Opinion

Bolton’s blunder

May 18, 2018

Sometimes very bright people can be very stupid indeed. President Trump’s National Security Advisor, John R Bolton graduated from Yale summa cum laude, became a highly regarded attorney and is reputed to have a mind as sharp as a razor. Be that as it may, this week when speaking of North Korea, Bolton demonstrated a markedly blunt intelligence.

In denouncing Kim Jong-un’s nuclear arsenal, he compared the paranoid state to Libya and Iraq, both of whose dictators once harbored nuclear weapons ambitions. The problem with this crass analogy is that both Muammar Gaddafi and Saddam Hussein were toppled by the West after they had renounced their nuclear programs.
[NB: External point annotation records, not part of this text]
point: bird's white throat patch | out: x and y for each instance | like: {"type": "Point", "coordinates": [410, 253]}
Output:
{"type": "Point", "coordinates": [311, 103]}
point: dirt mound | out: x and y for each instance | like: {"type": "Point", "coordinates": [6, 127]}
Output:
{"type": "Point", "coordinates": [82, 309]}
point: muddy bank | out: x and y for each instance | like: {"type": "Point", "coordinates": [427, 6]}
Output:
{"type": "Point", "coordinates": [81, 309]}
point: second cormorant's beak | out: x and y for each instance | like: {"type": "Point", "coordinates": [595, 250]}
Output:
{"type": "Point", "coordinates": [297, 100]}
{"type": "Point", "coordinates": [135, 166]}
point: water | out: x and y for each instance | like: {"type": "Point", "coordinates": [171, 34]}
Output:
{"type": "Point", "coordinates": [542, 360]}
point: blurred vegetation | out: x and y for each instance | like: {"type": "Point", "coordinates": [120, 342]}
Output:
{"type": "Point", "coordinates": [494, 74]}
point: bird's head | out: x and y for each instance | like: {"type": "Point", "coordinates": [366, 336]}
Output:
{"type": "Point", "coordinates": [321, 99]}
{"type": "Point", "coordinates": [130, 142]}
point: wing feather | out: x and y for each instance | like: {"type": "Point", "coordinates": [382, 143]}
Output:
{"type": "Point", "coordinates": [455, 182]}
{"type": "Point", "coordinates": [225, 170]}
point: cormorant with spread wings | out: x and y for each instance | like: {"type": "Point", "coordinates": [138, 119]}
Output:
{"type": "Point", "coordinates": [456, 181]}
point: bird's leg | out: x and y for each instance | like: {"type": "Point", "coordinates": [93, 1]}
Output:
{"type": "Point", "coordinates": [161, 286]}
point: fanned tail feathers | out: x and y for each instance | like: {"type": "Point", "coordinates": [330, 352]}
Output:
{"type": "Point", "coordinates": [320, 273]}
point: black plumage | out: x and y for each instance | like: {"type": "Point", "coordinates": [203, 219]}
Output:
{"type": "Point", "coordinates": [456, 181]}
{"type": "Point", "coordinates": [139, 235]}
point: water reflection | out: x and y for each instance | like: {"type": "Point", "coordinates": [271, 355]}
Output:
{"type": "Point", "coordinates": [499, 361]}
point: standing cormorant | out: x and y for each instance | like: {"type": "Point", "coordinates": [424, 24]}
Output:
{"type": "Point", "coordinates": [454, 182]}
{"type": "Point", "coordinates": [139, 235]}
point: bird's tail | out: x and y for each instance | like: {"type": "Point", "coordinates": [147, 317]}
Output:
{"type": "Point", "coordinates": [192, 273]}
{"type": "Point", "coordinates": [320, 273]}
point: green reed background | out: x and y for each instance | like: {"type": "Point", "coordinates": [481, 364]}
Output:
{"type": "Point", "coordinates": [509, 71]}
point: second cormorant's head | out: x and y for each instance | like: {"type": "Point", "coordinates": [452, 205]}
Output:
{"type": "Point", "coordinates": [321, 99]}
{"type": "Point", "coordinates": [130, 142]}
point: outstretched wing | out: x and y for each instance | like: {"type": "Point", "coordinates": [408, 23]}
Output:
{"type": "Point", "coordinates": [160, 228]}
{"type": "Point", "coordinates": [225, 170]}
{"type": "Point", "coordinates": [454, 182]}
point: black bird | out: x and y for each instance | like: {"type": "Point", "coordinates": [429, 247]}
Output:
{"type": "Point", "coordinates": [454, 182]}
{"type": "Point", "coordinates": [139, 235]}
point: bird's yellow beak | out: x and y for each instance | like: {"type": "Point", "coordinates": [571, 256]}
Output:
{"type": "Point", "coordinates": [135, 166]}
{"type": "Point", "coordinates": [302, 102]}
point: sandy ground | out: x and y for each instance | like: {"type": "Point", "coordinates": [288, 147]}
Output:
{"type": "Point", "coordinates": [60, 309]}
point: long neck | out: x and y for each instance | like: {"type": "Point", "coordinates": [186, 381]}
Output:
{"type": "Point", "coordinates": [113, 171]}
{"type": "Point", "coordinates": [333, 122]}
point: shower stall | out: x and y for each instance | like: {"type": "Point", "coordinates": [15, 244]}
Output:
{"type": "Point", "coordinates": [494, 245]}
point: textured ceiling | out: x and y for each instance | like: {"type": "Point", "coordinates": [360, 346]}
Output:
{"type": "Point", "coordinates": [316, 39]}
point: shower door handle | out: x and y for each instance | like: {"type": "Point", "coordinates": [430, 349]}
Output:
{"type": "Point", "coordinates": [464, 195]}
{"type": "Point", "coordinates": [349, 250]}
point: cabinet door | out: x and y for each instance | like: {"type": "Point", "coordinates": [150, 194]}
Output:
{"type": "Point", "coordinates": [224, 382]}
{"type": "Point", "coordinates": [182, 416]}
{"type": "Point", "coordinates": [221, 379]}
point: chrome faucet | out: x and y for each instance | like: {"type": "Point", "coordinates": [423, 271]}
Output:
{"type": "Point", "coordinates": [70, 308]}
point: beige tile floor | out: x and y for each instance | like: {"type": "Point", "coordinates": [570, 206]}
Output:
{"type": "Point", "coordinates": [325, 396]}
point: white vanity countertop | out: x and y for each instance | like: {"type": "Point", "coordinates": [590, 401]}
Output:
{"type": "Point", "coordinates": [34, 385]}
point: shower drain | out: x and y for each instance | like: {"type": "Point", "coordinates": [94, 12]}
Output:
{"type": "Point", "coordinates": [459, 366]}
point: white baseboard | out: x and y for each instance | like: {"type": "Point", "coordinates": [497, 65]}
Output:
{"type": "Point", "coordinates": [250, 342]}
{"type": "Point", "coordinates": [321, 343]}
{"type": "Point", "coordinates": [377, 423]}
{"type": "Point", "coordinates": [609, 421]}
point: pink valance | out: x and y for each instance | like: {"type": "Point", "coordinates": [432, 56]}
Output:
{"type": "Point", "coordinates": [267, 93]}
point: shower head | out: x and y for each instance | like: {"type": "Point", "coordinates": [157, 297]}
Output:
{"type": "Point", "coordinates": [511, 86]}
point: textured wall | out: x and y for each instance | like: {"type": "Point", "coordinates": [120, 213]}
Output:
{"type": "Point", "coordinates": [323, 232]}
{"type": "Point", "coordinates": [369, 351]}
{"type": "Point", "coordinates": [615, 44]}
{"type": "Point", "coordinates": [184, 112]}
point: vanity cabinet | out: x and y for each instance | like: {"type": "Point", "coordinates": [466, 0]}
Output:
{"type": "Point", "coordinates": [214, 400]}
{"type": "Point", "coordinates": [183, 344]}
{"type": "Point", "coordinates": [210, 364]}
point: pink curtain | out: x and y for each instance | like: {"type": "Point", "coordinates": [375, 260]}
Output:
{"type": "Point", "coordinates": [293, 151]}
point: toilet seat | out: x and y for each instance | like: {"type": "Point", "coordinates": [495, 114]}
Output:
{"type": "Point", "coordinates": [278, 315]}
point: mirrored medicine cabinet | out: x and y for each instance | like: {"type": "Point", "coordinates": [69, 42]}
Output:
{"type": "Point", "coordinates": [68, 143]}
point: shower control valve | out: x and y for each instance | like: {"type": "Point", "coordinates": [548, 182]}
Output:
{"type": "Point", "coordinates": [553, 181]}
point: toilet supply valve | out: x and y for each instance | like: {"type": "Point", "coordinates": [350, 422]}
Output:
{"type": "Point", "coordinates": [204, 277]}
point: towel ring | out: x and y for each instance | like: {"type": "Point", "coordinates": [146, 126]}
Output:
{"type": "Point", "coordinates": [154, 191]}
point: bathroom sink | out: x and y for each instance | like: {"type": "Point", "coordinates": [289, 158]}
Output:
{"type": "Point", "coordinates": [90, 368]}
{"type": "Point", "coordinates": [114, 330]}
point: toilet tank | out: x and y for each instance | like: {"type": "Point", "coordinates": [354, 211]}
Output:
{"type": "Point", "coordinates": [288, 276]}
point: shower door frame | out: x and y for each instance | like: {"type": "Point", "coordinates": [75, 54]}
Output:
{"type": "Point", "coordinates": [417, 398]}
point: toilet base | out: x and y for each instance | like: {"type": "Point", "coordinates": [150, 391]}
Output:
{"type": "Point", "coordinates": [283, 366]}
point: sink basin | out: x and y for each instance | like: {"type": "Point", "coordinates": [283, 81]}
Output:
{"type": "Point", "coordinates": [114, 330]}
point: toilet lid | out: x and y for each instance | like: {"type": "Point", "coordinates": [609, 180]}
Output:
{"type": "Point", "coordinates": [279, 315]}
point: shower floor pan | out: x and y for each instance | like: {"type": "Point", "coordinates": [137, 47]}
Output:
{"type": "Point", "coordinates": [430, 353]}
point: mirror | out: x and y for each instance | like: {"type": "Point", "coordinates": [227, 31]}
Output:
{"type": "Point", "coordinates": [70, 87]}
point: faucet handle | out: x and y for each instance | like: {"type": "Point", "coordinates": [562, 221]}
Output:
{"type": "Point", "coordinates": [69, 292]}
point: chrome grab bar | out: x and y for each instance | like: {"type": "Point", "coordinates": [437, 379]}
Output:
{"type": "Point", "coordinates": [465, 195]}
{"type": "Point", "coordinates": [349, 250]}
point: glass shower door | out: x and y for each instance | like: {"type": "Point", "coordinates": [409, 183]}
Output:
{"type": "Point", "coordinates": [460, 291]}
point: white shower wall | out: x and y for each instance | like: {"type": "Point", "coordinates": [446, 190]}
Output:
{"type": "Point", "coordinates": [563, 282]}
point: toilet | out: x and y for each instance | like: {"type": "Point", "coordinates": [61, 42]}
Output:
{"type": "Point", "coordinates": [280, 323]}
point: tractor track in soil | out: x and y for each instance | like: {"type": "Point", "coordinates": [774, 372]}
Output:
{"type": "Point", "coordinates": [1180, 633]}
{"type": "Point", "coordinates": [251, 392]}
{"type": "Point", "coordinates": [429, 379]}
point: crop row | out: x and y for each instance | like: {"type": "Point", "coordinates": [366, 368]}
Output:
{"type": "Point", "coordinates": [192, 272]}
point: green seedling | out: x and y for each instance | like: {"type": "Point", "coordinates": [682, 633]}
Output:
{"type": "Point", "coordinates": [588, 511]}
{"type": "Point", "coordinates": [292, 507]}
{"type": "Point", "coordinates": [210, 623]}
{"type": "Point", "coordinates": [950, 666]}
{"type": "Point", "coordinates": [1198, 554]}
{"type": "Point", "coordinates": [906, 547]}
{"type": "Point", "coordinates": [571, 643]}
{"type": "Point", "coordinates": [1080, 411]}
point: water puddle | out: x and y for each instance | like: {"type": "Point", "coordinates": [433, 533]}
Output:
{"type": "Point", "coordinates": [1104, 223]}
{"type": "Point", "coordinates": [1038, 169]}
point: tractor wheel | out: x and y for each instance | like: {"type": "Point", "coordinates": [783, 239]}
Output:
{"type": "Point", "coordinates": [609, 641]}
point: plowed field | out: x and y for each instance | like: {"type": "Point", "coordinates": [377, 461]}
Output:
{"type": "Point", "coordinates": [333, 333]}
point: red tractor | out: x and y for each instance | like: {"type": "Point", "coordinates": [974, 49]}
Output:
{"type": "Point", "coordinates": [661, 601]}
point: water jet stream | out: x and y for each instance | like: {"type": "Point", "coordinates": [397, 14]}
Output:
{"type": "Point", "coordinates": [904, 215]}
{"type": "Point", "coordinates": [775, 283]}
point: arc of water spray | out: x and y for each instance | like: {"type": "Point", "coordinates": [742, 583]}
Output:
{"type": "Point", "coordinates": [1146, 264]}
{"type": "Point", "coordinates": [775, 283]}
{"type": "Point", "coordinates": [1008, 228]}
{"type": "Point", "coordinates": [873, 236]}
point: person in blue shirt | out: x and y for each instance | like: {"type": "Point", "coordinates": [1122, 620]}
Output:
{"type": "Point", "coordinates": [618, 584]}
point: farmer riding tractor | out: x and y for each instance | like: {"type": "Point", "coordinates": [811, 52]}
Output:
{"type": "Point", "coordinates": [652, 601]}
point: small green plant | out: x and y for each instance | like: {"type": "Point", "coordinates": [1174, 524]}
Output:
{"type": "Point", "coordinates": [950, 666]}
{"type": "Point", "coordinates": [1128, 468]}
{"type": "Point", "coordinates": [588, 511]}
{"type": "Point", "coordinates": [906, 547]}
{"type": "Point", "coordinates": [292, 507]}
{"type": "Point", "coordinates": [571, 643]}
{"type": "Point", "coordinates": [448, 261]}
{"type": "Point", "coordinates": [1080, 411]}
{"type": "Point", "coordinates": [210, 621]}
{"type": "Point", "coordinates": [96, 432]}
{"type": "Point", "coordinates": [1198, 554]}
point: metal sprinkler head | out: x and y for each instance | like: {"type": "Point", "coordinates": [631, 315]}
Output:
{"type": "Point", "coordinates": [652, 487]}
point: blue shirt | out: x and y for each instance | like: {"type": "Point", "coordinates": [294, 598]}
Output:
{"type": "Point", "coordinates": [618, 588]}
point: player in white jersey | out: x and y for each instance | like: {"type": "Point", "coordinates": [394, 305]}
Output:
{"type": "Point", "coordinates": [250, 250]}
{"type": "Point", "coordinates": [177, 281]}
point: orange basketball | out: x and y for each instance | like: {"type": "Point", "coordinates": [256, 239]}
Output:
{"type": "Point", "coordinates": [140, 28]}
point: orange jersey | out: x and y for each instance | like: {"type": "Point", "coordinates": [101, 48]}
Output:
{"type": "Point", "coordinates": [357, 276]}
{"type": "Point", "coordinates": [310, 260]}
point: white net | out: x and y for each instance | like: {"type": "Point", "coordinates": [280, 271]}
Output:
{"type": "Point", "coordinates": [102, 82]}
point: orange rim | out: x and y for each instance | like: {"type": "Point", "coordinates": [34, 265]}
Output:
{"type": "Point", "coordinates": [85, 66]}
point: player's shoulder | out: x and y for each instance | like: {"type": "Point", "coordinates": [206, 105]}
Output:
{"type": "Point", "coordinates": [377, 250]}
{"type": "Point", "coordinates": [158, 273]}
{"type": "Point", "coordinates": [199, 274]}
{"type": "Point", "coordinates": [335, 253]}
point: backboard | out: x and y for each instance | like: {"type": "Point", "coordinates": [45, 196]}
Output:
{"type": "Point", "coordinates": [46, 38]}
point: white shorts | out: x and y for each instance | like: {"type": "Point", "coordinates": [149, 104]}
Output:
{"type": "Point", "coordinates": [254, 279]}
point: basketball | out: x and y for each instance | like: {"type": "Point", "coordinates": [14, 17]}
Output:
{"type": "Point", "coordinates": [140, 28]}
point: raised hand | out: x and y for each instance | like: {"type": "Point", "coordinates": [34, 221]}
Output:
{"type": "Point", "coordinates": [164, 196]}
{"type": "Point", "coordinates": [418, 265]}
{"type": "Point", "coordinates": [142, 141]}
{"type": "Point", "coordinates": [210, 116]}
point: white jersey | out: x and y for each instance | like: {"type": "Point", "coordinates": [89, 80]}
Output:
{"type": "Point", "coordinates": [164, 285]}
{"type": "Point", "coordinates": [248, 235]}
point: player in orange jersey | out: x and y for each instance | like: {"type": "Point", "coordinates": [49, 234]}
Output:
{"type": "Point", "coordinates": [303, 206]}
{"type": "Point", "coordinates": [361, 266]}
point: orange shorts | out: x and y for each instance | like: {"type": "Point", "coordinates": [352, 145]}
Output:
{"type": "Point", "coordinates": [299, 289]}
The one factor that has always been obvious about Pyongyang’s acquisition of devastating atomic weapons is that the regime sees their possession as a guarantee that they will be left alone. They deter aggressors while making the outside world listen when North Korea speaks.

Kim’s unexpected opening up to his southern neighbor and the summit talks scheduled with Trump next month in Singapore are clearly part of a process predicated upon the belief that if he can be given rock-solid security guarantees, probably underwritten by Beijing, he can restore his country’s ailing economic fortunes. In return for the decommissioning of his nuclear arsenal, he would expect copious international aid, not least from the United States as well as Japan and, of course, South Korea.

He could present such an outcome as a victory for the hermit kingdom. He and the powerful elite around him could expect serious enrichment during this process and in time might even be prepared to risk easing their draconian control over their people.

As it is, Bolton’s remark has caused Kim to threaten to pull out of his meeting with Trump. Bolton’s defenders are saying that Kim was always likely to make some last minute difficulties. It has been the nature of North Korea’s diplomatic dance with the international community that it regularly takes two steps forward only to take three steps back. Yet even knowing this, Bolton made his deeply crass comparison and gave Kim the perfect excuse to threaten the summit. Kim has said he will not meet Trump if the agenda is to include his regime’s unilateral abandonment of its nuclear weapons.

The White House has rather meekly announced that it hoped that the encounter would still go ahead. Yet when Trump first said he would meet Kim, he emphasized that he would not go if he thought it was going to be a waste of his time. Now Kim’s aggressive response to Bolton’s inept remark would seem to indicate that the summit no longer has any point. The President cannot be pleased that his National Security Advisor may have wrecked what could have been an extraordinary foreign policy triumph.

It must be wondered if Kim and his people have read Trump’s 1987 bestselling book “The Art of the Deal”. Among the advice the real estate mogul gave his readers was to “think big”, “maximize options” and “protect the downside and the upside will take care of itself”. When Kim protested he would not agree to give up his nuclear weapons, he was protecting his downside. But he was careful to say that he opposed “unilateral” disarmament. The upside for him might be the removal of any US tactical nuclear weapons from South Korea and Japan.